Meanwhile, if you step back from it all and take a wider view, you realize how vast (and generally indifferent) the Now is.
Very hot today. The heat index was about 100 degrees. I bought groceries, then read for a bit after lunch. Despite the sun, I mowed the front half of the yard, pausing to enjoy a Mike's Hard Lemonade and piddle on the computer. In early afternoon, I pulled up Starry Night to check out the US from space.
Starry Night is cool for many reasons but one is certainly that it tracks the orbits of hundreds of satellites in addition to all the many wonders of the visible universe. At night, especially on clear winter nights, I sometimes pull the sky up and advance the time into the near future, maybe an hour or two ahead, to find a satellite that is going to pass within the view of the night sky at my house. Then I go outside at that future time of night to watch the tiny spot of reflected sunlight drift across my field of view against the bespeckled darkness.
Although the sun was out this afternoon I could see in Starry Night that seven satellites were criss-crossing North America as I sat in my study drinking the Mike's.

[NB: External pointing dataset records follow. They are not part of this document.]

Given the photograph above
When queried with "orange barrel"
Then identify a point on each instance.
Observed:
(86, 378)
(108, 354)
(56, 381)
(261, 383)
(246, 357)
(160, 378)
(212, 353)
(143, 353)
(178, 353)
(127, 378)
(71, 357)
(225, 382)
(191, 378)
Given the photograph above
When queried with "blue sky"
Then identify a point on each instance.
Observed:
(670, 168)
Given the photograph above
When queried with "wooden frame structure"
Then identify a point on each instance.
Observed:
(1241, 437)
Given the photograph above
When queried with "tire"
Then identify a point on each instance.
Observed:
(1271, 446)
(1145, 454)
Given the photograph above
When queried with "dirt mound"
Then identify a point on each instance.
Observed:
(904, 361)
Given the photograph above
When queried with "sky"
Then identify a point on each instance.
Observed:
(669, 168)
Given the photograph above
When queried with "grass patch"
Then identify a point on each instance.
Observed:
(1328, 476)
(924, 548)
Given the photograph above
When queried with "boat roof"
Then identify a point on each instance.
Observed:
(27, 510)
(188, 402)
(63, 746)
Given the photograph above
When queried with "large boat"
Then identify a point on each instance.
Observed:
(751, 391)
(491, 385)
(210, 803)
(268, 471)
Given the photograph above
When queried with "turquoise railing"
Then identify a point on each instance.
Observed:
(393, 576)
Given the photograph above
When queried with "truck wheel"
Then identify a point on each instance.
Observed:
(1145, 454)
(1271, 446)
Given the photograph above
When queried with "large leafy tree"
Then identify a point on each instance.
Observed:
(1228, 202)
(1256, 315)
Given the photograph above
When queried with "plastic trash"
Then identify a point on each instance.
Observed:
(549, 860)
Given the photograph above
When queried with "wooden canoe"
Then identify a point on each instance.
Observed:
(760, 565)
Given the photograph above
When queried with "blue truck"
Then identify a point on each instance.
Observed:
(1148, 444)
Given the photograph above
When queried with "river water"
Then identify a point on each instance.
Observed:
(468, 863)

Calipso, Cloudsat, and Aqua were all passing overhead. Most satellites pass north to south or south to north, generally at slightly different speeds across the sky.
If you step back just a bit further you can see the vast expanse of North America from space. The distance between the tip of Florida to the end of Alaska is among the largest stretches of land on our Earth.
In the distance, Earth's companion Jupiter orbits the Sun while the Helix Nebula (NGC 7293) drifts relatively close-by, a mere 300-500 light years away. (Notice it slightly above the Earth in the screen shot.) That means we can see the nebula as it was several centuries ago, not as it is today.
Starry Night allows you to zoom into the Helix Nebula and see it as many larger earth-bound telescopes see it. The on-screen indicator is pointed toward a nameless star in the field of view between my vantage point in Starry Night and the nebula. Perhaps surprisingly, space is filled with nameless stars and debris. These are designated "TYC"-something, from their number in the Tycho-2 catalog.
Once again (see my January 25 post), this affords us the opportunity to compare land-based telescopic imagery with the magnificent meeting place of art and science that is the Hubble Telescope's atmosphere-free richness. Stuff like this inspires a sense of wonder in me.
So, nearby this afternoon, new stars are being born. The universe takes no notice of us as we peer out into its darkness and light. "We owe the existence of not only our planet but also ourselves to ancient supernovae, for we too are made of heavy elements. Literally, many stars have died so that we might live." (page 147, Eric Chaisson, Cosmic Dawn, 1981)
We are the residue of long dead stars. This is what is in the Now, as much as any earthly concern. Comparatively, our exertions, while great to us, are muted by the language of the stars.
A closer view from Hubblesite.org. You can almost see the stars coming to life.